We pedalled out of the car park and began the climb to the High Vinnalls viewpoint. This was our usual route – getting the pain of the ascent out of the way, with the reward of a 360-degree view to spur us on.
There was more to my sense of achievement than just completing the climb, though. This was my first longer ride after six months of injury and I was relieved it was going well. There had been times during the dark winter when I’d doubted I’d be able to do this again.
After stopping to take in the scenery, we sped down the gently curling logging roads on the far side of the hill. On the way we spotted the huge forestry machines parked up on their day off.
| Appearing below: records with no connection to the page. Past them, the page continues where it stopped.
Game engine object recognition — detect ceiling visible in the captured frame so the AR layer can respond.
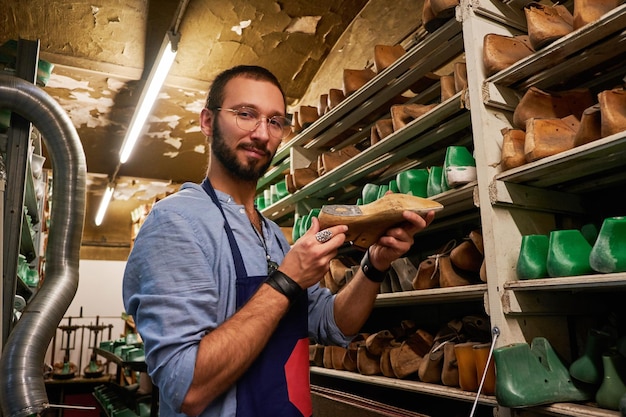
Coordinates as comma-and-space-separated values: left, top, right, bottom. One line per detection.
0, 0, 423, 256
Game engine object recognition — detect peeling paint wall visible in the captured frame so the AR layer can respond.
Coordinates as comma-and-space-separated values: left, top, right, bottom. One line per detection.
295, 0, 424, 106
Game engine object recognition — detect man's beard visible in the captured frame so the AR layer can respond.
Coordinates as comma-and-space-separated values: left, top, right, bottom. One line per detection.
211, 119, 273, 182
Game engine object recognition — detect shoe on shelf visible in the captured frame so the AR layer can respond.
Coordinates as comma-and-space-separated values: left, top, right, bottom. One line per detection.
472, 343, 496, 395
515, 234, 549, 280
513, 87, 596, 130
569, 329, 611, 387
443, 145, 477, 188
598, 88, 626, 138
524, 115, 580, 162
589, 217, 626, 273
574, 104, 602, 146
493, 337, 592, 408
389, 256, 417, 291
389, 103, 437, 132
343, 68, 376, 97
365, 330, 395, 356
430, 0, 459, 19
441, 341, 459, 387
318, 193, 443, 249
291, 163, 318, 190
546, 229, 593, 277
483, 33, 535, 77
356, 344, 381, 375
574, 0, 622, 30
380, 340, 400, 378
413, 239, 456, 290
422, 0, 449, 33
439, 74, 456, 103
326, 88, 346, 111
309, 343, 324, 367
396, 168, 429, 198
409, 72, 440, 94
438, 255, 478, 288
426, 165, 446, 197
298, 106, 319, 130
317, 145, 361, 176
454, 341, 479, 392
454, 62, 467, 93
374, 44, 406, 74
450, 232, 484, 272
370, 119, 393, 145
524, 2, 574, 51
317, 94, 328, 117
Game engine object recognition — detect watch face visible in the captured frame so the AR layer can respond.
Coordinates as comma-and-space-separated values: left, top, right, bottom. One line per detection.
267, 260, 278, 275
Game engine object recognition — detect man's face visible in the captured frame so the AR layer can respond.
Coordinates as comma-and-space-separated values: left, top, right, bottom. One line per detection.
203, 77, 284, 182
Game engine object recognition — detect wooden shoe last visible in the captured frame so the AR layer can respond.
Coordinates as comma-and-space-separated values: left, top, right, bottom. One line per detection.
343, 68, 376, 97
483, 33, 535, 77
318, 193, 443, 249
390, 104, 437, 132
524, 116, 580, 162
374, 45, 406, 74
513, 87, 595, 130
598, 88, 626, 137
500, 128, 526, 171
574, 0, 621, 30
524, 2, 574, 51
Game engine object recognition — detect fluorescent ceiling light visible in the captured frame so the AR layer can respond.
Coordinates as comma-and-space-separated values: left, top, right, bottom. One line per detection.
120, 31, 180, 164
96, 183, 115, 226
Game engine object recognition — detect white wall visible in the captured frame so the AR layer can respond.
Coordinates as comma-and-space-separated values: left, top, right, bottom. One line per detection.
45, 260, 126, 374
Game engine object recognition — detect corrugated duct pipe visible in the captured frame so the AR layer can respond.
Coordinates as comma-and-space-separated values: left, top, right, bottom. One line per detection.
0, 75, 87, 417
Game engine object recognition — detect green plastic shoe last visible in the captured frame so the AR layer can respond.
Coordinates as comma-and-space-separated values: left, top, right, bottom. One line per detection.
376, 184, 389, 200
254, 195, 265, 210
396, 169, 428, 198
516, 235, 549, 279
276, 179, 289, 201
547, 229, 593, 277
443, 146, 476, 188
569, 329, 611, 388
589, 217, 626, 273
361, 183, 380, 204
291, 214, 303, 242
389, 179, 400, 193
580, 223, 598, 246
426, 166, 445, 197
493, 337, 592, 408
596, 354, 626, 410
300, 208, 320, 236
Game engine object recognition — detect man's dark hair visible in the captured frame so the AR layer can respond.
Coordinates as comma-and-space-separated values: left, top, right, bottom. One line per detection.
205, 65, 286, 110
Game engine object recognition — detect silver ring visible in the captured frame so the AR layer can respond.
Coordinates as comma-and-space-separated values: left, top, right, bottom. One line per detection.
315, 229, 333, 243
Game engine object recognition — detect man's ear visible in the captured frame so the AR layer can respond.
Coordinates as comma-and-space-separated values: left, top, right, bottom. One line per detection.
200, 107, 215, 137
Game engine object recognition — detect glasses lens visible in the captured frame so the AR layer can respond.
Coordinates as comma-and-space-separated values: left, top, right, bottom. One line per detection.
267, 116, 291, 139
235, 107, 259, 131
236, 107, 291, 139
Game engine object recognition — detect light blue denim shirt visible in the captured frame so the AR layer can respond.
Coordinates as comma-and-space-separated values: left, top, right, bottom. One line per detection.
123, 183, 349, 417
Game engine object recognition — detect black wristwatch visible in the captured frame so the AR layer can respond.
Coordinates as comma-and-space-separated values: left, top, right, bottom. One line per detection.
361, 248, 390, 283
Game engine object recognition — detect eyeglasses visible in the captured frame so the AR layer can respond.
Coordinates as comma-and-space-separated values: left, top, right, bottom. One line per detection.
217, 107, 291, 139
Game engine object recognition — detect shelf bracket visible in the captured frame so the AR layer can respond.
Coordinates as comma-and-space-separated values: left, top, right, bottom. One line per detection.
489, 180, 586, 214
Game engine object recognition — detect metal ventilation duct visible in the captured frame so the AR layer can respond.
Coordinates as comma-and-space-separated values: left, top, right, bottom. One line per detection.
0, 75, 87, 417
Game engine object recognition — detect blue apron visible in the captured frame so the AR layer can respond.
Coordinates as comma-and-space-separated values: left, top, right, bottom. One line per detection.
202, 179, 313, 417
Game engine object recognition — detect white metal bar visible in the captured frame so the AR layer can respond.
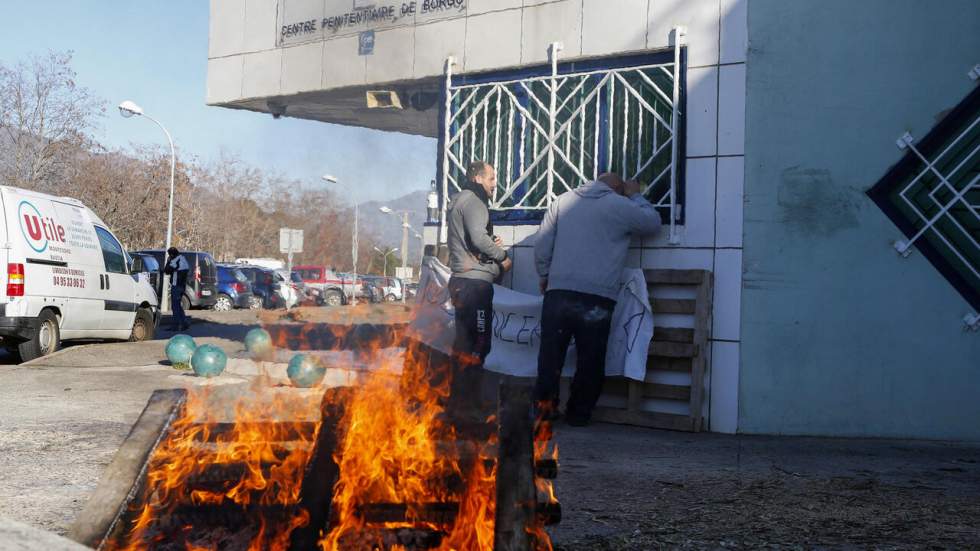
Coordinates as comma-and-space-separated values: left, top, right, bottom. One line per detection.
905, 144, 980, 254
669, 27, 683, 244
436, 56, 455, 244
453, 63, 672, 90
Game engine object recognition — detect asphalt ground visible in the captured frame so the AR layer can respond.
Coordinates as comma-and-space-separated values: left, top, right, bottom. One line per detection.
0, 305, 980, 550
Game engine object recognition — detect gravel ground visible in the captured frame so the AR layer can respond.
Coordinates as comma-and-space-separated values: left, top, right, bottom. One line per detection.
0, 305, 980, 551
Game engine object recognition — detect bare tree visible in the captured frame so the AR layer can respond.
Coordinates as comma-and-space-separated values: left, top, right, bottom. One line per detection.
0, 51, 105, 191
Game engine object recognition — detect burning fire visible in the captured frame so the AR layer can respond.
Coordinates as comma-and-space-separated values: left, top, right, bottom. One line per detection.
107, 328, 558, 551
108, 385, 320, 551
321, 342, 495, 551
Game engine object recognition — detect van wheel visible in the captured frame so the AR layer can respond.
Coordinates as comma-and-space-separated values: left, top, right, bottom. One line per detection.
129, 308, 156, 342
211, 293, 235, 312
324, 291, 344, 306
17, 310, 61, 362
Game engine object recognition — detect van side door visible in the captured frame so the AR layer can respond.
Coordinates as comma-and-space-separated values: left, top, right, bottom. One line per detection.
95, 226, 138, 331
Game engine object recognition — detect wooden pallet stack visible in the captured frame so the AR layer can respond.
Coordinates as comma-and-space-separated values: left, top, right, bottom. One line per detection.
593, 270, 712, 432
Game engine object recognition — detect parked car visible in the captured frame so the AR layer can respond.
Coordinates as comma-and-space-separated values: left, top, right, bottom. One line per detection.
0, 186, 159, 361
238, 266, 284, 308
213, 264, 262, 311
272, 270, 300, 308
362, 276, 405, 302
293, 265, 355, 306
132, 253, 164, 302
137, 249, 218, 310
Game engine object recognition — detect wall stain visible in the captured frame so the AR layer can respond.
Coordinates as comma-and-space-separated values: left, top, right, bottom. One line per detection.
776, 166, 861, 237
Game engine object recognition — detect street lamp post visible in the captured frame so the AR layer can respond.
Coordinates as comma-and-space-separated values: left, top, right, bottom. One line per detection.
321, 174, 357, 306
119, 100, 177, 312
378, 207, 415, 276
374, 247, 404, 277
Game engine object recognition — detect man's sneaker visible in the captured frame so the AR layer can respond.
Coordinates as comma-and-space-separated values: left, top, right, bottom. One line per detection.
565, 415, 592, 427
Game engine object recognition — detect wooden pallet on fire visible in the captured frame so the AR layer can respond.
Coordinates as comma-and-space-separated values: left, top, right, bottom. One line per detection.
69, 340, 561, 551
593, 270, 712, 432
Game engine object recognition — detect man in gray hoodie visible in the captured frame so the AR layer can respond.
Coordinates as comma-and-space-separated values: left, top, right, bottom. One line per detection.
534, 173, 660, 425
447, 161, 511, 370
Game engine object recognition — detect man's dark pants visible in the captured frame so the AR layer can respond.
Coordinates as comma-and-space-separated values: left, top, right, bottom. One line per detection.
170, 285, 187, 329
534, 290, 616, 421
449, 277, 493, 407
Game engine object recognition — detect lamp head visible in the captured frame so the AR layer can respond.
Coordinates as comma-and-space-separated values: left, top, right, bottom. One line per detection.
119, 100, 143, 119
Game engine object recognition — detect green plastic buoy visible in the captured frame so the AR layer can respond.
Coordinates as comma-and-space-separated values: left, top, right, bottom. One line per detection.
286, 354, 327, 388
166, 335, 197, 367
245, 328, 275, 360
191, 344, 228, 378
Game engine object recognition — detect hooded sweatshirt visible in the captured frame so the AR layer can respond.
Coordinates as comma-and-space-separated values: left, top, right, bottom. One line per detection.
447, 182, 507, 283
534, 181, 660, 300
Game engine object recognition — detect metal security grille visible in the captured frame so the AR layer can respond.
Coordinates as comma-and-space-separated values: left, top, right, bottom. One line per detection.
869, 66, 980, 326
441, 35, 683, 239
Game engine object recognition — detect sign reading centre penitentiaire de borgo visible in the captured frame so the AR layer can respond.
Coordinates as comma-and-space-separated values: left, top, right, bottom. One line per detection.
276, 0, 466, 46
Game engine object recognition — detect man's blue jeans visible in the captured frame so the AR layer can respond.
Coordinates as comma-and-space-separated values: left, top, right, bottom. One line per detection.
534, 290, 616, 421
170, 286, 187, 329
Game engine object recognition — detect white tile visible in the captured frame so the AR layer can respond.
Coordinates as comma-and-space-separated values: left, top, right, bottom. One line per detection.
323, 36, 367, 89
708, 342, 740, 434
207, 55, 243, 105
242, 50, 282, 98
242, 0, 279, 52
466, 0, 524, 16
718, 63, 745, 155
208, 0, 243, 57
282, 42, 323, 94
582, 0, 647, 56
643, 248, 714, 270
647, 0, 719, 67
721, 0, 749, 63
687, 67, 718, 157
415, 19, 466, 78
715, 157, 745, 247
511, 247, 540, 295
521, 0, 582, 64
711, 249, 742, 341
676, 157, 715, 247
514, 225, 539, 247
364, 27, 415, 83
465, 10, 521, 71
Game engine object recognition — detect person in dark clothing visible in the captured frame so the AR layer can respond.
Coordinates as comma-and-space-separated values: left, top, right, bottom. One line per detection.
447, 161, 512, 406
163, 247, 190, 331
534, 173, 660, 425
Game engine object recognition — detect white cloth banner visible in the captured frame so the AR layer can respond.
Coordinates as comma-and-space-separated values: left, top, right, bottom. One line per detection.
408, 257, 653, 381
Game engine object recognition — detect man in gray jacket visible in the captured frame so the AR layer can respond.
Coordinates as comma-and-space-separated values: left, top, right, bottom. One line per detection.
447, 161, 511, 370
534, 173, 660, 426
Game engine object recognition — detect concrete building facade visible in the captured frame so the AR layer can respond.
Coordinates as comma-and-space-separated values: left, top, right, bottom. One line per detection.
207, 0, 980, 439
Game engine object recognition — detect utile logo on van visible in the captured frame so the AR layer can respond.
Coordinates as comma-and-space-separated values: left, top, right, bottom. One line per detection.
17, 201, 65, 253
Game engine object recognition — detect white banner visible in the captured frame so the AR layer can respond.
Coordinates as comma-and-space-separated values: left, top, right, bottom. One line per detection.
408, 257, 653, 381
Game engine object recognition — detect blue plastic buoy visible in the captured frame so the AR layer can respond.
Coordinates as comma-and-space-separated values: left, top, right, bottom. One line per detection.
245, 327, 275, 359
191, 344, 228, 378
286, 354, 327, 388
166, 335, 197, 366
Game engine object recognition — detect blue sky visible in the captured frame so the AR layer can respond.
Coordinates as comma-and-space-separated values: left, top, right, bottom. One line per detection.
0, 0, 436, 201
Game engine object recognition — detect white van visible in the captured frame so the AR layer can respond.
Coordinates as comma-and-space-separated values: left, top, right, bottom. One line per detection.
0, 186, 158, 361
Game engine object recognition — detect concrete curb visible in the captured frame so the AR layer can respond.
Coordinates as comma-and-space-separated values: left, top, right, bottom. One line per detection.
17, 343, 105, 367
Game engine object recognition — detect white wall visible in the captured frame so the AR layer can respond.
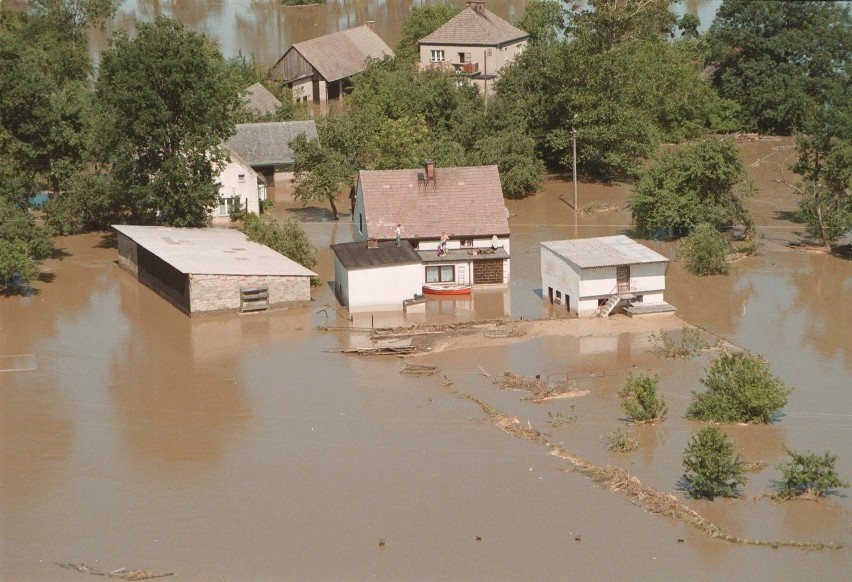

They enable a couple of operators to harvest stacks of timber that used to require whole teams of men and horses.
G and I thought that one machine – the one tasked with cutting down the trees – looked evil, due to the arrangement of grille and headlights that made up its ‘face’. The other one, responsible for clearing and stacking the felled trees, looked friendly. Both had massive tyres that cut huge trenches through the mud.
The cutting seems devastating, but it’s part of a delicate balance Forestry England (as the Forestry Commission is now called) must strike between commercial forestry, encouraging plants and wildlife and providing an area for recreation. In a country where we have a limited legal right to roam over just 8% of the land, that last part is crucial.
I enjoy riding through a working landscape where people are welcome, one that provides a home for wildlife – including a unique long-haired fallow deer – without excluding humans. For a morning we’ve become, as much as we can be, part of the forest. As we complete our circuit and freewheel back down the hill to the car, we’re both content.
We’ll be carrying some of the forest home with us. Not just the mud on our tyres, but the swish of the tall trees, the glimpse of a deer and the memory of a morning where we felt free.